Tudo começou quando a mãe, católica devota, prometeu ir a Fátima caso o filho recuperasse de uma leucemia. Foram tempos difíceis aqueles: todas as semanas saía de madrugada com o menino ao colo, ainda meio adormecido, para chegarem a horas ao tratamento. Viu-o definhar, perder os caracóis, chorar baixinho com dores.
O filho sobreviveu depois de um transplante de medula e a promessa tinha que ser cumprida. Mas a crise — a maldita crise — obrigou-a sair do país, depois da fábrica ter deixado de pagar os salários. Os pequenos ficaram na aldeia com os avós. Enquanto isso, os anos foram passando, e a promessa continuava por cumprir.
Um dia, falou disso ao rapaz mais velho. Lourenço nem pensou duas vezes. Foi buscar o cajado do avô e rumou aos Santuário, levando apenas o essencial: roupa, água e comida.
Aqueles cinco dias de estrada foram difíceis, sobretudo quando os pés se encheram de bolhas e as pernas fraquejaram. Mas gostou da espontaneidade da viagem, dos momentos de reflexão, da partilha, do desafio à resistência física.
Meses depois de ter cumprido aquela missão, e ao ter-se cruzado com tantos peregrinos pelo caminho, achou que poderia ajudar outras pessoas a cumprir as suas promessas.
“Se alguém vive no estrangeiro e promete ir a Fátima mas não tem possibilidade de vir a Portugal, qual é a opção? Se tiver um problemas de saúde que o impossibilite de ir? A verdade é que quem me paga não deixa de fazer um sacrifício. E um pagamento pode ser um sacrifício maior do que fazer um esforço físico”, justifica.
Lourenço sabe que, tal como os seus colegas de “profissão”, não está mandato pela Igreja para cumprir promessas. “Não aceito, contudo, que alguém venha dizer que tenho mais ou menos fé do que outra pessoa. Ou que estou a enganar as pessoas”, adverte.

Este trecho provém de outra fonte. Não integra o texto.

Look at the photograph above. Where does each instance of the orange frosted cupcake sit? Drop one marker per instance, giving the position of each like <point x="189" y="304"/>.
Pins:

Tal como em todos os negócios, também este tem que ser feito na base da confiança: é passado um recibo para cumprir todas as questões legais e fiscais, e um certificado — durante o percurso, o “pagador” tira fotografias dos cafés ou das igrejas por onde vai parando. Por cada peregrinação Lourenço cobra entre 2000 e 3000 euros. Mas, por muito menos, também reza o terço ou acende velas (cada vela acesa custa 25 euros).
Nos últimos anos tem feito duas a três peregrinações por ano, mas este já foi chão que deu uvas. Também aqui, a concorrência começa a dar cabo do negócio.
Por isso, começou a oferecer outros serviços: limpa e faz manutenção de campas, podendo incluir velas, flores, lápides. E, se necessário, também vela os mortos.
Garante que o objetivo principal é ajudar quem precisa, de modo consciente e dentro da sua fé, a cumprir algo: pode ser uma promessa ou reconhecimento de alguma que aconteceu de bom. “Se eu estou disponível para ajudar a realizar os serviços, e se posso beneficiar disso, porque não fazê-lo?”.
Enquanto as pernas aguentarem e a saúde permitir, aceitará cumprir peregrinações por graças concedidas a outros. Nunca se sabe se um dia não será ele a acetar as dívidas pendentes com o divino.
Mas isso são contas de outro rosário.